Related to the so-called conscience clause that would excuse unprofessional refusals of care are religious freedom bills. A current example is Kansas’ HB2453, which passed the Kansas state house last week but died in the state senate yesterday.
Called “An act concerning religious freedoms with respect to marriage,” the bill would have prevented government agencies from compelling individuals and religious organizations to provide employment, employment benefits, and most any product or service to anyone involved in a gay marriage or civil union or even the celebration of one. Arguably, it also would allow businesses and religious organizations to refuse service to anyone involved in a gay relationship.
Calling such bills religious-freedom bills is Orwellian because they would take away freedom. They are about domination, not religion.

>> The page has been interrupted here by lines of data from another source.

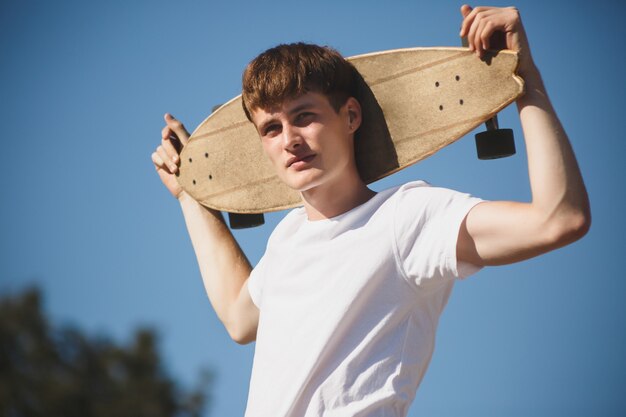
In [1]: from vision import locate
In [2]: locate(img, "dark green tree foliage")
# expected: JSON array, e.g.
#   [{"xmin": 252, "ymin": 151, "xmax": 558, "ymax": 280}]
[{"xmin": 0, "ymin": 288, "xmax": 212, "ymax": 417}]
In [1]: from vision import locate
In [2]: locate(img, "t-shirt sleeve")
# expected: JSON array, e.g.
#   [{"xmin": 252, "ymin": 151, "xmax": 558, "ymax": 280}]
[{"xmin": 393, "ymin": 182, "xmax": 485, "ymax": 286}]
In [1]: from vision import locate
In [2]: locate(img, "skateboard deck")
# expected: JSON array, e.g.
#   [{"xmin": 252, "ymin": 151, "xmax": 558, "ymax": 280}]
[{"xmin": 177, "ymin": 47, "xmax": 524, "ymax": 213}]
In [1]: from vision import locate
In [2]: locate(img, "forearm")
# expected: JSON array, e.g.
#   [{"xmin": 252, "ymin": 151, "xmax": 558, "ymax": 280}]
[
  {"xmin": 516, "ymin": 65, "xmax": 591, "ymax": 237},
  {"xmin": 457, "ymin": 6, "xmax": 590, "ymax": 266},
  {"xmin": 178, "ymin": 192, "xmax": 252, "ymax": 328}
]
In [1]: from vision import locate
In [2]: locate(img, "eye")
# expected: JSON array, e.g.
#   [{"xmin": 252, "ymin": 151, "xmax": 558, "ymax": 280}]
[
  {"xmin": 295, "ymin": 112, "xmax": 315, "ymax": 126},
  {"xmin": 263, "ymin": 123, "xmax": 281, "ymax": 137}
]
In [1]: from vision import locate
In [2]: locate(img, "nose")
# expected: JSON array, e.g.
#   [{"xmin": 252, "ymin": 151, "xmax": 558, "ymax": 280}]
[{"xmin": 282, "ymin": 123, "xmax": 302, "ymax": 151}]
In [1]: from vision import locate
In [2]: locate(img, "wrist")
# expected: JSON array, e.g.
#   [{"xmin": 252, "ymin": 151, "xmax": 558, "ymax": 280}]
[
  {"xmin": 177, "ymin": 191, "xmax": 194, "ymax": 205},
  {"xmin": 518, "ymin": 60, "xmax": 541, "ymax": 86},
  {"xmin": 517, "ymin": 62, "xmax": 548, "ymax": 104},
  {"xmin": 178, "ymin": 192, "xmax": 224, "ymax": 221}
]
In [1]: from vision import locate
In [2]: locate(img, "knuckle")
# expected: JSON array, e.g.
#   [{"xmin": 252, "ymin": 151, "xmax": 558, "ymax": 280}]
[
  {"xmin": 506, "ymin": 7, "xmax": 520, "ymax": 20},
  {"xmin": 161, "ymin": 138, "xmax": 171, "ymax": 149}
]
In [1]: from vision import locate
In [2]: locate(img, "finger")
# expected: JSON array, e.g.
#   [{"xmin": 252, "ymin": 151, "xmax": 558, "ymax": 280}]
[
  {"xmin": 463, "ymin": 6, "xmax": 497, "ymax": 47},
  {"xmin": 459, "ymin": 4, "xmax": 473, "ymax": 39},
  {"xmin": 465, "ymin": 8, "xmax": 481, "ymax": 51},
  {"xmin": 461, "ymin": 5, "xmax": 488, "ymax": 43},
  {"xmin": 157, "ymin": 145, "xmax": 178, "ymax": 173},
  {"xmin": 475, "ymin": 9, "xmax": 507, "ymax": 54},
  {"xmin": 164, "ymin": 113, "xmax": 190, "ymax": 146},
  {"xmin": 161, "ymin": 125, "xmax": 172, "ymax": 140},
  {"xmin": 474, "ymin": 17, "xmax": 493, "ymax": 56},
  {"xmin": 161, "ymin": 135, "xmax": 180, "ymax": 164},
  {"xmin": 479, "ymin": 20, "xmax": 496, "ymax": 52},
  {"xmin": 467, "ymin": 7, "xmax": 496, "ymax": 54},
  {"xmin": 161, "ymin": 125, "xmax": 183, "ymax": 154},
  {"xmin": 460, "ymin": 4, "xmax": 472, "ymax": 17},
  {"xmin": 151, "ymin": 151, "xmax": 166, "ymax": 170}
]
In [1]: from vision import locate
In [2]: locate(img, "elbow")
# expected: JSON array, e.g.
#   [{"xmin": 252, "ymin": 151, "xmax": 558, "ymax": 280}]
[
  {"xmin": 567, "ymin": 201, "xmax": 592, "ymax": 242},
  {"xmin": 225, "ymin": 321, "xmax": 256, "ymax": 345},
  {"xmin": 574, "ymin": 208, "xmax": 592, "ymax": 240},
  {"xmin": 546, "ymin": 207, "xmax": 591, "ymax": 248},
  {"xmin": 222, "ymin": 291, "xmax": 258, "ymax": 345},
  {"xmin": 229, "ymin": 330, "xmax": 255, "ymax": 345}
]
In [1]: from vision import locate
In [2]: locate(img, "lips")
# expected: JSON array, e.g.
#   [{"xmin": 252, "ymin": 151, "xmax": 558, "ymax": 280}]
[{"xmin": 286, "ymin": 154, "xmax": 316, "ymax": 168}]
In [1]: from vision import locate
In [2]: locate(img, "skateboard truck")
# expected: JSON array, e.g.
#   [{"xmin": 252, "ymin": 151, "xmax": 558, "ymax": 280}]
[
  {"xmin": 211, "ymin": 103, "xmax": 266, "ymax": 229},
  {"xmin": 475, "ymin": 115, "xmax": 516, "ymax": 159},
  {"xmin": 228, "ymin": 212, "xmax": 265, "ymax": 229},
  {"xmin": 461, "ymin": 37, "xmax": 516, "ymax": 160}
]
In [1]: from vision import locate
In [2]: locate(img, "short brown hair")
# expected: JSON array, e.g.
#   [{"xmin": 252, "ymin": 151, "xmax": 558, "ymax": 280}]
[{"xmin": 241, "ymin": 43, "xmax": 359, "ymax": 121}]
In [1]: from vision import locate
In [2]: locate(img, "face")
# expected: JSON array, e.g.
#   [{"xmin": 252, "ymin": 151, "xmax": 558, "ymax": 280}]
[{"xmin": 251, "ymin": 92, "xmax": 361, "ymax": 193}]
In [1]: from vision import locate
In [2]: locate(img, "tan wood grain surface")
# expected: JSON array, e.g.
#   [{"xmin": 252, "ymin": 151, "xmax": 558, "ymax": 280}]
[{"xmin": 177, "ymin": 47, "xmax": 523, "ymax": 213}]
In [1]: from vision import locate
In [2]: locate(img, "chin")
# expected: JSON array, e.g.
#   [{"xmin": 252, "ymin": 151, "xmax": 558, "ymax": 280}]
[{"xmin": 282, "ymin": 171, "xmax": 325, "ymax": 193}]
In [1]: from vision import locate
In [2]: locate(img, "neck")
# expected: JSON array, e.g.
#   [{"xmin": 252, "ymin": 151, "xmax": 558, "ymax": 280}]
[{"xmin": 300, "ymin": 169, "xmax": 376, "ymax": 221}]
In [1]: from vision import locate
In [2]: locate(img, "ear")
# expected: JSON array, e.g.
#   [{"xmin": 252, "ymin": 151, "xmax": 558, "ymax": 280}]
[{"xmin": 345, "ymin": 97, "xmax": 362, "ymax": 134}]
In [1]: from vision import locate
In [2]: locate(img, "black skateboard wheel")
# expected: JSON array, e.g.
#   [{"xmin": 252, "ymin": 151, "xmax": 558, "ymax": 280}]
[
  {"xmin": 475, "ymin": 128, "xmax": 516, "ymax": 159},
  {"xmin": 228, "ymin": 213, "xmax": 265, "ymax": 229}
]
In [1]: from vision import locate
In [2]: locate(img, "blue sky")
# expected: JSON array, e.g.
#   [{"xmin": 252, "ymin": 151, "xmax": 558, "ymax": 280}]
[{"xmin": 1, "ymin": 0, "xmax": 624, "ymax": 416}]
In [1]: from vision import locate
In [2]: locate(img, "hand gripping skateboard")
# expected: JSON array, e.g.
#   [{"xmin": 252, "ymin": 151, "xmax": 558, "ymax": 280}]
[{"xmin": 176, "ymin": 47, "xmax": 524, "ymax": 228}]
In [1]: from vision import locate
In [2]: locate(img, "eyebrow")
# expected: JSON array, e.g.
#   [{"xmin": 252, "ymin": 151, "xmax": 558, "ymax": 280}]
[{"xmin": 287, "ymin": 102, "xmax": 316, "ymax": 116}]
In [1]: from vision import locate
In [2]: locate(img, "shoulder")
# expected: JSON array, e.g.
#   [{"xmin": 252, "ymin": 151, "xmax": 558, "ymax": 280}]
[
  {"xmin": 392, "ymin": 180, "xmax": 471, "ymax": 212},
  {"xmin": 392, "ymin": 180, "xmax": 484, "ymax": 230},
  {"xmin": 394, "ymin": 180, "xmax": 478, "ymax": 203}
]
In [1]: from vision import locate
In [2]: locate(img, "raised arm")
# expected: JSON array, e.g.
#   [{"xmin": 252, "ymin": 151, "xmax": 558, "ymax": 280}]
[
  {"xmin": 456, "ymin": 5, "xmax": 591, "ymax": 266},
  {"xmin": 151, "ymin": 114, "xmax": 259, "ymax": 343}
]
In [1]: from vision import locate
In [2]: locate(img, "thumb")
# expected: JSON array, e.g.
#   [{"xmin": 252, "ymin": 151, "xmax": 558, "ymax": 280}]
[
  {"xmin": 460, "ymin": 4, "xmax": 472, "ymax": 18},
  {"xmin": 459, "ymin": 4, "xmax": 473, "ymax": 39}
]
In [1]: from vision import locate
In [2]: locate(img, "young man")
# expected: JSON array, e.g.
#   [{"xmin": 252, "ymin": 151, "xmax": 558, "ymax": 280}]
[{"xmin": 151, "ymin": 5, "xmax": 590, "ymax": 416}]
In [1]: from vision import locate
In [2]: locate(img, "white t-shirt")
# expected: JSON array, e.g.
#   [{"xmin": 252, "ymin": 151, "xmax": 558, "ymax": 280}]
[{"xmin": 245, "ymin": 181, "xmax": 484, "ymax": 417}]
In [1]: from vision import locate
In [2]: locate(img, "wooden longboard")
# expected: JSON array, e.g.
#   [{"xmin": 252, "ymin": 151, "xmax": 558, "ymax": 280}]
[{"xmin": 177, "ymin": 47, "xmax": 524, "ymax": 213}]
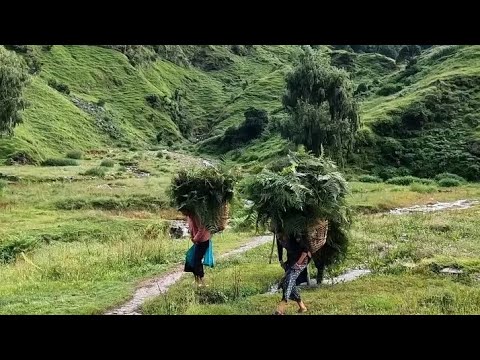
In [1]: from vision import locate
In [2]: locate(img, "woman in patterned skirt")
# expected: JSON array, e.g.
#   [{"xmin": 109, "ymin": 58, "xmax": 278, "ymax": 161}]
[{"xmin": 275, "ymin": 233, "xmax": 311, "ymax": 315}]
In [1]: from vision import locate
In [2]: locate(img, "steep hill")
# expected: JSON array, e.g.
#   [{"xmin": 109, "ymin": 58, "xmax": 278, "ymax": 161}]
[{"xmin": 1, "ymin": 44, "xmax": 479, "ymax": 180}]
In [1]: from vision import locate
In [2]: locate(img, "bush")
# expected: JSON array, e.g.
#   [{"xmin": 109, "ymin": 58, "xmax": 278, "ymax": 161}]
[
  {"xmin": 386, "ymin": 176, "xmax": 431, "ymax": 186},
  {"xmin": 145, "ymin": 94, "xmax": 161, "ymax": 108},
  {"xmin": 97, "ymin": 99, "xmax": 106, "ymax": 107},
  {"xmin": 41, "ymin": 158, "xmax": 78, "ymax": 166},
  {"xmin": 5, "ymin": 151, "xmax": 34, "ymax": 165},
  {"xmin": 357, "ymin": 175, "xmax": 383, "ymax": 183},
  {"xmin": 377, "ymin": 83, "xmax": 402, "ymax": 96},
  {"xmin": 66, "ymin": 150, "xmax": 83, "ymax": 160},
  {"xmin": 55, "ymin": 195, "xmax": 168, "ymax": 211},
  {"xmin": 410, "ymin": 183, "xmax": 437, "ymax": 193},
  {"xmin": 47, "ymin": 79, "xmax": 70, "ymax": 95},
  {"xmin": 217, "ymin": 108, "xmax": 269, "ymax": 152},
  {"xmin": 434, "ymin": 173, "xmax": 466, "ymax": 183},
  {"xmin": 355, "ymin": 82, "xmax": 369, "ymax": 95},
  {"xmin": 100, "ymin": 159, "xmax": 115, "ymax": 168},
  {"xmin": 81, "ymin": 167, "xmax": 107, "ymax": 177},
  {"xmin": 438, "ymin": 178, "xmax": 461, "ymax": 188}
]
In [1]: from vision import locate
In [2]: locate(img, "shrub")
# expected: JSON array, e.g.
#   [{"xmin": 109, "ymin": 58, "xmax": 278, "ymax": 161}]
[
  {"xmin": 410, "ymin": 183, "xmax": 437, "ymax": 193},
  {"xmin": 386, "ymin": 176, "xmax": 431, "ymax": 186},
  {"xmin": 81, "ymin": 167, "xmax": 107, "ymax": 177},
  {"xmin": 434, "ymin": 173, "xmax": 466, "ymax": 183},
  {"xmin": 438, "ymin": 178, "xmax": 461, "ymax": 187},
  {"xmin": 47, "ymin": 79, "xmax": 70, "ymax": 95},
  {"xmin": 41, "ymin": 158, "xmax": 78, "ymax": 166},
  {"xmin": 66, "ymin": 150, "xmax": 83, "ymax": 160},
  {"xmin": 357, "ymin": 175, "xmax": 383, "ymax": 183},
  {"xmin": 145, "ymin": 94, "xmax": 161, "ymax": 108},
  {"xmin": 377, "ymin": 83, "xmax": 402, "ymax": 96},
  {"xmin": 55, "ymin": 195, "xmax": 168, "ymax": 211},
  {"xmin": 100, "ymin": 159, "xmax": 115, "ymax": 168}
]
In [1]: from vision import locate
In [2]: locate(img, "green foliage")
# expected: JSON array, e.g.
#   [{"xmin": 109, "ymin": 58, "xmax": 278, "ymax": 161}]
[
  {"xmin": 66, "ymin": 150, "xmax": 83, "ymax": 160},
  {"xmin": 357, "ymin": 175, "xmax": 383, "ymax": 183},
  {"xmin": 396, "ymin": 45, "xmax": 422, "ymax": 63},
  {"xmin": 409, "ymin": 183, "xmax": 437, "ymax": 193},
  {"xmin": 168, "ymin": 167, "xmax": 235, "ymax": 232},
  {"xmin": 0, "ymin": 237, "xmax": 37, "ymax": 264},
  {"xmin": 386, "ymin": 176, "xmax": 432, "ymax": 186},
  {"xmin": 41, "ymin": 158, "xmax": 78, "ymax": 166},
  {"xmin": 434, "ymin": 173, "xmax": 466, "ymax": 183},
  {"xmin": 216, "ymin": 108, "xmax": 269, "ymax": 151},
  {"xmin": 438, "ymin": 178, "xmax": 461, "ymax": 187},
  {"xmin": 55, "ymin": 195, "xmax": 167, "ymax": 211},
  {"xmin": 377, "ymin": 83, "xmax": 403, "ymax": 96},
  {"xmin": 100, "ymin": 159, "xmax": 115, "ymax": 168},
  {"xmin": 0, "ymin": 46, "xmax": 29, "ymax": 135},
  {"xmin": 81, "ymin": 167, "xmax": 107, "ymax": 177},
  {"xmin": 47, "ymin": 79, "xmax": 70, "ymax": 94},
  {"xmin": 242, "ymin": 150, "xmax": 350, "ymax": 267},
  {"xmin": 281, "ymin": 50, "xmax": 360, "ymax": 166}
]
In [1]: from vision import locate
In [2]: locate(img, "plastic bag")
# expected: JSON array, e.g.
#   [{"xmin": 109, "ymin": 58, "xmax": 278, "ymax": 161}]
[
  {"xmin": 203, "ymin": 240, "xmax": 215, "ymax": 267},
  {"xmin": 185, "ymin": 244, "xmax": 196, "ymax": 268}
]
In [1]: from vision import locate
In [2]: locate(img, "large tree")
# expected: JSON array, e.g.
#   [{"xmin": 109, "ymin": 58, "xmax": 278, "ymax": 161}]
[
  {"xmin": 0, "ymin": 46, "xmax": 29, "ymax": 135},
  {"xmin": 282, "ymin": 49, "xmax": 360, "ymax": 166}
]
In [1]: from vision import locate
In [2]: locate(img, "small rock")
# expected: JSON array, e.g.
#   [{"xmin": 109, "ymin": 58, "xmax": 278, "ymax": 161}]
[{"xmin": 440, "ymin": 267, "xmax": 463, "ymax": 275}]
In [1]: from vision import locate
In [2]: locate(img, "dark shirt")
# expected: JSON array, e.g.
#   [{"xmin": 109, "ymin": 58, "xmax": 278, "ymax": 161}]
[{"xmin": 277, "ymin": 234, "xmax": 309, "ymax": 266}]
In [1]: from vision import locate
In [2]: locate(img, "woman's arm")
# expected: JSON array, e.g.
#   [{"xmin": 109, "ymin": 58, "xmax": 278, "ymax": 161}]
[{"xmin": 193, "ymin": 224, "xmax": 209, "ymax": 242}]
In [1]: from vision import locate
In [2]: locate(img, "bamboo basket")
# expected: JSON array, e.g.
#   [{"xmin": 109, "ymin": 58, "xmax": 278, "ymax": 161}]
[
  {"xmin": 217, "ymin": 203, "xmax": 229, "ymax": 232},
  {"xmin": 307, "ymin": 219, "xmax": 329, "ymax": 254}
]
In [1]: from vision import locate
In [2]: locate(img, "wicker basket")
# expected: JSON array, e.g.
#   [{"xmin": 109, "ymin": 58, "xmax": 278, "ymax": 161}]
[
  {"xmin": 307, "ymin": 219, "xmax": 329, "ymax": 254},
  {"xmin": 217, "ymin": 203, "xmax": 229, "ymax": 232}
]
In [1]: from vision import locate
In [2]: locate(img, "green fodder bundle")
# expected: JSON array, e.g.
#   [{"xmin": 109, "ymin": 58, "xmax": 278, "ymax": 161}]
[
  {"xmin": 242, "ymin": 150, "xmax": 351, "ymax": 267},
  {"xmin": 169, "ymin": 167, "xmax": 235, "ymax": 233}
]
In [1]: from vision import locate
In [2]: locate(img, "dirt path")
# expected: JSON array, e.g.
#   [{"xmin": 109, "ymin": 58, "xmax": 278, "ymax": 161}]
[
  {"xmin": 105, "ymin": 199, "xmax": 479, "ymax": 315},
  {"xmin": 105, "ymin": 235, "xmax": 271, "ymax": 315},
  {"xmin": 388, "ymin": 199, "xmax": 479, "ymax": 215}
]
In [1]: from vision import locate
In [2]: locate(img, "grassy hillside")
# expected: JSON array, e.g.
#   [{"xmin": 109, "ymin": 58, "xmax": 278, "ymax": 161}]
[
  {"xmin": 0, "ymin": 45, "xmax": 301, "ymax": 164},
  {"xmin": 1, "ymin": 44, "xmax": 480, "ymax": 180}
]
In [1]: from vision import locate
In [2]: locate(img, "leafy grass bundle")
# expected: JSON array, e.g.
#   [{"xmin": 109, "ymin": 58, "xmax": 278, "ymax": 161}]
[
  {"xmin": 242, "ymin": 150, "xmax": 351, "ymax": 267},
  {"xmin": 169, "ymin": 167, "xmax": 235, "ymax": 232}
]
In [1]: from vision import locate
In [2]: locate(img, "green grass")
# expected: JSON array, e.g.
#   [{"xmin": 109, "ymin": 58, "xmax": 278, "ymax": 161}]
[
  {"xmin": 0, "ymin": 147, "xmax": 263, "ymax": 314},
  {"xmin": 66, "ymin": 150, "xmax": 83, "ymax": 159},
  {"xmin": 0, "ymin": 229, "xmax": 256, "ymax": 314},
  {"xmin": 81, "ymin": 167, "xmax": 108, "ymax": 177},
  {"xmin": 2, "ymin": 45, "xmax": 480, "ymax": 182},
  {"xmin": 159, "ymin": 273, "xmax": 480, "ymax": 315},
  {"xmin": 41, "ymin": 158, "xmax": 79, "ymax": 167},
  {"xmin": 0, "ymin": 45, "xmax": 302, "ymax": 163},
  {"xmin": 143, "ymin": 202, "xmax": 480, "ymax": 315},
  {"xmin": 357, "ymin": 175, "xmax": 383, "ymax": 183},
  {"xmin": 100, "ymin": 159, "xmax": 115, "ymax": 167},
  {"xmin": 348, "ymin": 181, "xmax": 480, "ymax": 214}
]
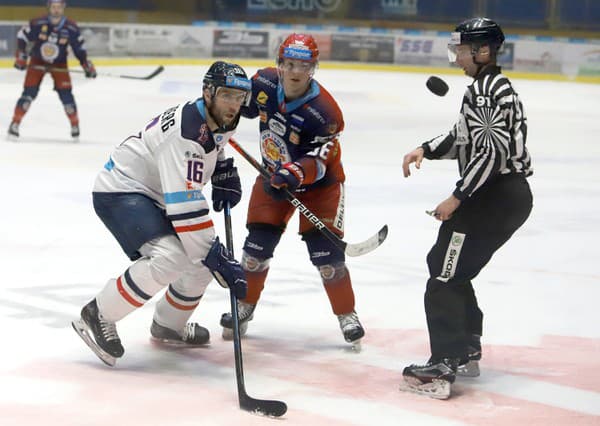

They would empower people and organizations to deny basic human rights such as engaging in commerce and participating in the community. That’s unneighborly, un-American, unchristian, and unacceptable.
Besides, in a free society, our freedom depends on respecting the rights of others. If we can call discrimination an act of conscience, why couldn’t others do the same to us?
As George Lakoff has pointed out, bullies* use Orwellian language when they know their position is weak. I think Framologists should expose their position’s weakness and the true nature of such legislation by framing them as, perhaps:
- The Freedom for Me but Not for Thee Act
- Another LGBT Discrimination Act
- The Anti-Marriage Act
- The Marriage Inequality Act
- The Marriage Discrimination Act
- The Golden Rule Violation Act
- The Religious Hypocrisy Act
Of these, the first and the last two are my favorites. Whatever we call them, it’s important to avoid calling such legislation “religious freedom” bills because they are not. What do you think Framologists should call them?
*Lakoff used the word conservatives.